Cadaver organ donors have been an excellent resource for studying vascular systems since precise anatomical details can be identified and assessed. From these studies over the past several decades, anatomical variations have been categorized into classification and modeling systems. These systems have been used as procedural guides and planning by anatomists, surgeons and interventional radiologists. This has helped to predict and strive for optimal surgical and clinical outcomes, as well as help reduce procedural complications associated with anatomical knowledge deficiencies. Aberrations of the celiac trunk have been studied quite extensively because it is generally prone to variations and because of its juxtaposition and contribution to the pancreas, liver, duodenum and hepatic biliary tree. Six of the common classification systems currently used by surgeons and interventional radiologists include those created by Lipshutz, Adachi, Morita, Uflacker, Hiatt and Michels. All six classification systems acknowledge the rare variant characterized by a common hepatic artery arising from the superior mesenteric artery, which is referred to as the replaced common hepatic artery or the celiacomesenteric trunk. This variant can have significant clinical implications owing to its proximity to the pancreatic head. As imaging modality advancements continue to evolve, it is expected that anatomical modeling will also likely enhance. We are entering a time when more centralized and cohesive arterial classification systems are needed to help further our understanding of vascular variant patterns.

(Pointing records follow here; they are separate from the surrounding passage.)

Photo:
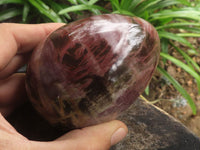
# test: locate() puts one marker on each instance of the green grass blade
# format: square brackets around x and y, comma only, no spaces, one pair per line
[187,57]
[129,5]
[164,47]
[58,7]
[147,90]
[11,2]
[144,6]
[45,10]
[178,25]
[92,2]
[172,36]
[81,7]
[192,14]
[184,67]
[179,88]
[124,12]
[73,2]
[26,10]
[10,13]
[188,34]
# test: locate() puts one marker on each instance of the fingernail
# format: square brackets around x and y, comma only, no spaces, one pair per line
[118,136]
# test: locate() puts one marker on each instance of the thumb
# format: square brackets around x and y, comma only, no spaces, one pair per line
[98,137]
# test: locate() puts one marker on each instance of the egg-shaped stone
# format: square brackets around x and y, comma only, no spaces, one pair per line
[91,70]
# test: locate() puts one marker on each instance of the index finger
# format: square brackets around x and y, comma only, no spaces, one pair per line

Keywords: Celiac trunk variation, Michel’s classification; Replaced common hepatic artery
There are five main branches that arise from the abdominal aorta to supply the abdominal viscera. These include the Celiac Trunk (CT), Superior Mesenteric Artery (SMA), left and right renal arteries, and Inferior Mesenteric Artery (IMA). Organs of the foregut are supplied mostly by the CT, while the midgut and the hindgut are supplied by the SMA and IMA, respectively.  The normal anatomy of the CT includes three main divisions: the Splenic Artery (SA), Common Hepatic Artery (CHA) and the Left Gastric Artery (LGA). In most cases, the CHA then divides into the Gastroduodenal Artery (GDA) and the Proper Hepatic Artery (PHA). Variations of the CT have been studied quite extensively by anatomists and specialists in medical fields because of its juxtaposition and contribution to the pancreas, duodenum and hepatic biliary tree. Variations have been studied as early as the eighteen hundreds by Swedish scientist Albrect von Haller. Haller’s anatomical atlas, published in parts between 1743 and 1756, provides the first glimpse of CT variations.  Lipshutz, Adachi, Morita, Uflacker, Hiatt and Michels are among others who generated more recent models and widely utilized classification systems of CT aberrations. Understanding and elucidating these variations and patterns commonly seen in vascular anatomy can highlight anatomical intricacies and help with preoperative surgical planning. Michels model is perhaps one of the most widely used classification systems implemented by surgeons today. This model demonstrates that in a limited number of cases, the CHA branches off of the SMA, which has been classified as the Type IX CT variant . When the CHA arises from the SMA, it can be prone to injury, especially during cases involving Pancreatoduodenectomy (PD). This case and review aims to describe this variation to further our understanding of its surgical implications in performing procedures, such as PD.
During routine cadaveric dissection of sixty-five human donors in the 2020-2021 first-year medical gross anatomy course and 2021 graduate nursing advanced anatomy course at the Uniformed Services University of the Health Sciences (USUHS), a Replaced Common Hepatic Artery (RCHA) was identified on a 70-year-old White male patient with a cause of death of pneumonia. The postmortem cadaveric study revealed important anatomical variations arising from the abdominal aorta and more specifically, from the CT . The variations were then documented and subsequently compared to the normal expected variations reported in the literature. Table 1 provides a brief description of each variation included in Michels classification.  Figure 1 is a posterior view artistic rendering of the CHA coursing off the SMA with the CT in place giving rise to the LGA and SA (and note the absent CHA branch coming off the CT). Figure 2 is a cadaveric image providing a closer look at the CHA identified in this particular case, noting its close proximity to the pancreatic head and coursing behind the pancreas, which is the more common presentation of the RCHA variation. Figure 3 shows a cadaveric image indicating the unique RCHA path – coursing up from the pancreas and behind the portal vein. Figure 4 is a digital image representing the RCHA in this case; the path of the artery is clearly depicted.